Another interesting case is a multi-attribute GroupAggregate, where multiple text Group keys are used. Provided that the C collation was used (this is important because we lost abbreviated keys with other collations, for now), I think that such a case could also show how compelling GroupAggregate + Sort can be.
Resolving hash collisions is much more expensive there, while at the same time the sort may not be that much slower than an int4 case due to the use of abbreviated keys.
Hi, Alexey did this useful presentation to the Brighton PostgreSQL User Group.
The recording is available here https://www.youtube.com/watch?v=_IaRhLLQfQk
Cheers
Thanks for pointing out on this problem in my talk. I have probably spent too little time of my talk on GroupAggregate acting without explicit sorts — roughly only 10-20 seconds in speech, nothing on slides.
GroupAggregate surely can be fed from nodes returning sorted data, e.g IndexScan or MergeJoin, and I should have included a third line for IndexOnlyScan+GroupAgg in the line chart. However, the conditions for this method to be useful are a bit restrictive (proper indexes, low update rate and proper vacuuming, probably working on SSD, partitioned table will need Merge Append node), so unfortunately in practice it can be used not too often.
As for Sort+GroupAgg I have spent some time trying to find an example when it is faster than HashAgg — no results. Probably I should have done it on a server with a large CPU cache rather than on a very average laptop.
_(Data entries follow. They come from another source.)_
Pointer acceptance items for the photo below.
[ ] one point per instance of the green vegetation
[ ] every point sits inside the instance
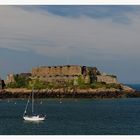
(24, 82)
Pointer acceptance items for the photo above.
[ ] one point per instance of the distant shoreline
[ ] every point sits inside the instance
(59, 93)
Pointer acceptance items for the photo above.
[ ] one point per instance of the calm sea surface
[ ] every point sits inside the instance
(73, 117)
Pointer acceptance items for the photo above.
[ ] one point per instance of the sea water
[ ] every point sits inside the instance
(72, 117)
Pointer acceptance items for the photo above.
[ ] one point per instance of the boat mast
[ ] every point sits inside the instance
(32, 102)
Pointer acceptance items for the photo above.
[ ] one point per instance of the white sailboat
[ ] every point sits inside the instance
(32, 117)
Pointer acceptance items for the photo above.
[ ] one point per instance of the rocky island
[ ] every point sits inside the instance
(65, 81)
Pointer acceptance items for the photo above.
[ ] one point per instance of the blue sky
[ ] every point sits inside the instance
(103, 36)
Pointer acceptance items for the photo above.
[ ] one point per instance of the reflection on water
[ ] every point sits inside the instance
(73, 117)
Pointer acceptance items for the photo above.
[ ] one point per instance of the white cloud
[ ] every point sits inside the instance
(55, 35)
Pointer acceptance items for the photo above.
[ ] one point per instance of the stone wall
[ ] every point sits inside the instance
(107, 79)
(56, 71)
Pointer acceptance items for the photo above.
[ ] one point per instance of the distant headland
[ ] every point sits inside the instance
(64, 81)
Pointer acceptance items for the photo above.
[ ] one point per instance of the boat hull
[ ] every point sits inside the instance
(33, 118)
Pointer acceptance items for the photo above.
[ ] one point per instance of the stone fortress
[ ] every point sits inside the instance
(61, 74)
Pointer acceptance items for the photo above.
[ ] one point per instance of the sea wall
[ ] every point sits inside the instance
(67, 93)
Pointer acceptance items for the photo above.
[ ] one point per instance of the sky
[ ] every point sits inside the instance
(107, 37)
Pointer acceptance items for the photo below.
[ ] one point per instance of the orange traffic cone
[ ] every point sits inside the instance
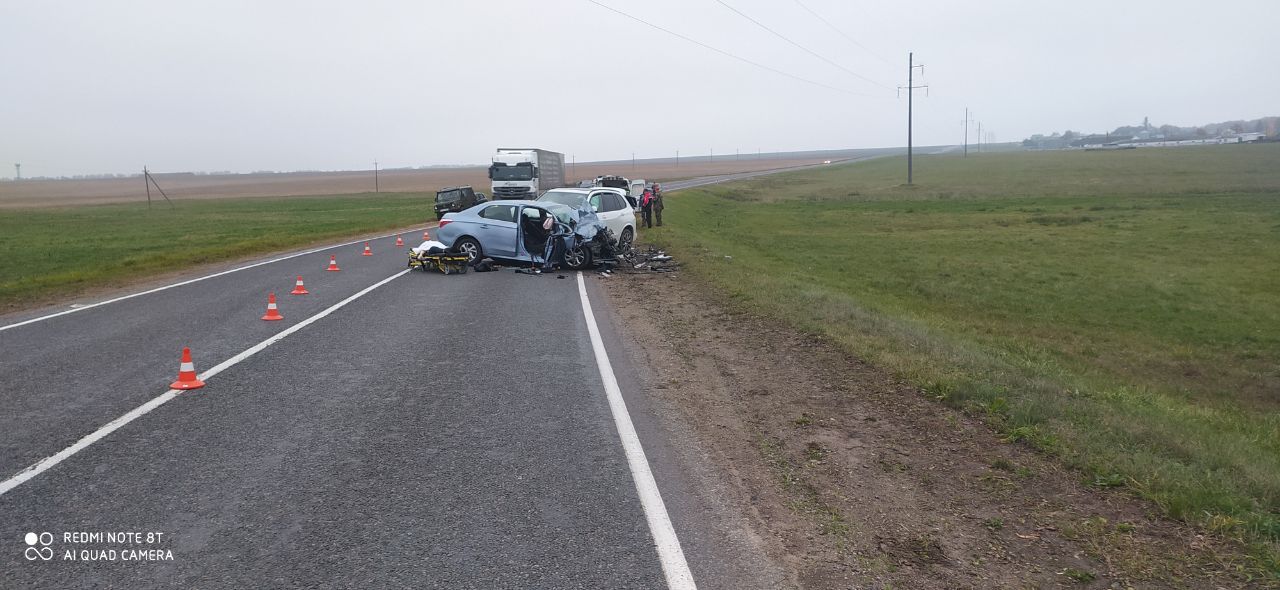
(187, 374)
(272, 311)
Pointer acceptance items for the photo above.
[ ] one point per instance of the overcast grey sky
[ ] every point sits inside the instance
(106, 87)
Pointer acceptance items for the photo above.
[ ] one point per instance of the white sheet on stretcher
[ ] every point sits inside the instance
(429, 245)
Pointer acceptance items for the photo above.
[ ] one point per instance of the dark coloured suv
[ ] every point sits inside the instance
(456, 199)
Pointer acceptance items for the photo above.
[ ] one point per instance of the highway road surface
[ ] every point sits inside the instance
(394, 430)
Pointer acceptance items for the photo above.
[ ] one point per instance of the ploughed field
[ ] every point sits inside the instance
(1116, 310)
(181, 187)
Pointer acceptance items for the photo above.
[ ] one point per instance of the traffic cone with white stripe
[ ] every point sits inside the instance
(273, 312)
(187, 374)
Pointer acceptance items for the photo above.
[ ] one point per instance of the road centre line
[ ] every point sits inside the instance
(46, 463)
(90, 306)
(670, 554)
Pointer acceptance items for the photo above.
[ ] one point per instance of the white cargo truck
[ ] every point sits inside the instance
(525, 172)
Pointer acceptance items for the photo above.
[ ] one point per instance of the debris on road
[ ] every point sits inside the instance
(650, 260)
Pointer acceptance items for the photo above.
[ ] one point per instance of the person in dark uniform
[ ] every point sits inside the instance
(647, 207)
(657, 202)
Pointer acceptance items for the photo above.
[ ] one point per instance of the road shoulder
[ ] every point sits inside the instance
(854, 479)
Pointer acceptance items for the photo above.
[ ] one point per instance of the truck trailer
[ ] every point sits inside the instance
(525, 172)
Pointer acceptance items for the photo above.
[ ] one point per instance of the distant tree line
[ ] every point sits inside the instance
(1267, 126)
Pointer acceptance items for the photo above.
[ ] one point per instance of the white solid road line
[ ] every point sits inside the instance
(44, 465)
(90, 306)
(672, 557)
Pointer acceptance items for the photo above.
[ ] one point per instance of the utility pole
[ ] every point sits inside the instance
(910, 92)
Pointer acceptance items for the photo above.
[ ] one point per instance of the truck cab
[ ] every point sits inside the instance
(525, 173)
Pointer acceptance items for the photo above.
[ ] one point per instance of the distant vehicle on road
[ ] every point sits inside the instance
(456, 199)
(508, 231)
(525, 172)
(608, 204)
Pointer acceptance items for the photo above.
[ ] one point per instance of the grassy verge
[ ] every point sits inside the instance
(1119, 310)
(55, 251)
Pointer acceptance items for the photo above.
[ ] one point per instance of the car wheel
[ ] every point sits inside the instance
(469, 246)
(625, 241)
(577, 257)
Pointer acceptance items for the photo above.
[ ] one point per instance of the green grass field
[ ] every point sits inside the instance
(53, 252)
(1119, 310)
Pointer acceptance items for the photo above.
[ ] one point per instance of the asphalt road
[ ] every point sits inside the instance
(434, 431)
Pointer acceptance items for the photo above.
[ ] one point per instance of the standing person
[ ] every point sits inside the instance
(647, 207)
(657, 202)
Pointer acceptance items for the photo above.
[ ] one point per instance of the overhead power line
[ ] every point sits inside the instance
(801, 46)
(728, 54)
(842, 33)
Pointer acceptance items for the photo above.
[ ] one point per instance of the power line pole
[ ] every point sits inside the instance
(910, 92)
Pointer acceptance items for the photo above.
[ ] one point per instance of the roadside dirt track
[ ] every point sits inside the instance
(856, 480)
(36, 193)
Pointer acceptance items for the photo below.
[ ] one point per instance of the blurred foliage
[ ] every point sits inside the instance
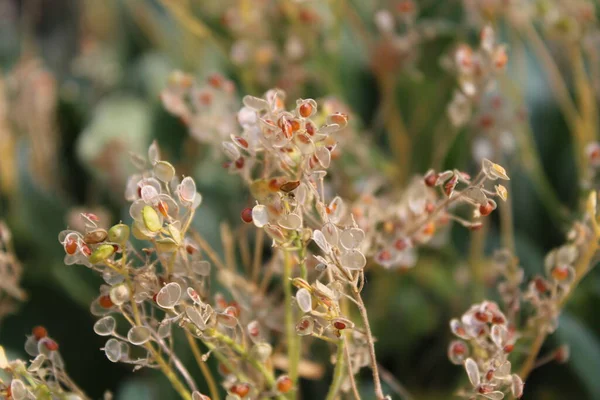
(110, 59)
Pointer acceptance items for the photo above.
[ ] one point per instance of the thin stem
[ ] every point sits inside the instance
(166, 368)
(338, 372)
(355, 392)
(581, 269)
(373, 360)
(210, 380)
(394, 384)
(293, 347)
(258, 249)
(257, 365)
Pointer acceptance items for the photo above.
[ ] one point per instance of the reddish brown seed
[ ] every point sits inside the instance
(91, 217)
(540, 285)
(305, 109)
(431, 179)
(105, 301)
(384, 255)
(241, 389)
(284, 384)
(450, 185)
(246, 215)
(70, 245)
(289, 186)
(239, 163)
(86, 250)
(459, 348)
(295, 125)
(429, 207)
(51, 345)
(401, 244)
(486, 209)
(205, 98)
(339, 118)
(241, 141)
(429, 229)
(339, 325)
(481, 316)
(223, 370)
(303, 325)
(232, 312)
(39, 332)
(310, 128)
(163, 207)
(236, 307)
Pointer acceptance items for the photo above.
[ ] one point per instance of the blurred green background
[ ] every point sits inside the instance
(82, 81)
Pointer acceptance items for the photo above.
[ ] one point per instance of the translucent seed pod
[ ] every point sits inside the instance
(112, 349)
(169, 295)
(105, 326)
(138, 335)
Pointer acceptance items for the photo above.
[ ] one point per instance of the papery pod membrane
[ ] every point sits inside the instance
(105, 326)
(166, 245)
(119, 294)
(138, 335)
(290, 221)
(149, 194)
(260, 216)
(95, 236)
(187, 189)
(169, 295)
(321, 241)
(261, 351)
(18, 390)
(153, 153)
(472, 372)
(112, 349)
(119, 234)
(152, 220)
(35, 364)
(352, 238)
(101, 253)
(331, 234)
(353, 259)
(194, 315)
(255, 103)
(164, 171)
(304, 300)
Also sort algorithms are constantly improved (see these perfect slides by Gregory Stark https://pgconf.ru/media/2016/02/19/9%20%D0%A1%D1%82%D0%B0%D1%80%D0%BA.pdf), so the situation may change in future.
> sometimes lower work_mem (and maintenance_work_mem) values result in better performance
Sounds interesting, especially maintenance_work_mem. Is it about foreign key validation?
I wouldn’t call it a “problem in a talk” – it’s very difficult to get “everything” into a 45-minute talk, so not a big deal.
You’re right that for this to work, there need to be indexes, which means additional overhead for DML and disk space requirements. So yes, it’s a compromise. I don’t think SSDs are needed, though – the index makes it more sequential, actually.
Regarding the maintenance_work_mem – it’s not uncommon to see CREATE INDEX to complete much faster with smaller values (say 32MB is faster than 1GB), mostly thanks to the caching effects. I.e. the ability to perform the sorts faster outweights the batchning overhead.
And thanks for posting a link to Greg’s talk, really nice overview!
I noticed that the create index is influenced by maintenance_work_mem. work_mem affects the sorts when not involved in index creation.
to me it makes perfect sense as the index creation is maintenance.
cheers
Federico
I may be missing something, but I don’t think anyone suggested CREATE INDEX should use work_mem, or that it’s strange that it uses maintenance_work_mem?
The point is that with smaller maintenance_work_mem, the sort will have to create more batches (and then merge them), which adds overhead. But the smaller batches use the L2/L3 cache way better, outweighing the overhead. The same thing applies to work_mem, but work_mem affects other nodes too, where the cost of batching is much higher (e.g. HashJoin), or makes it impossible to use nodes that don’t support batching (e.g. HashAggregate). With maintenance_work_mem the effect is much clearer because it applies to DML statements that are typically much simpler (e.g. CREATE INDEX).
Sorry, my bad. I completely misunderstood what you wrote.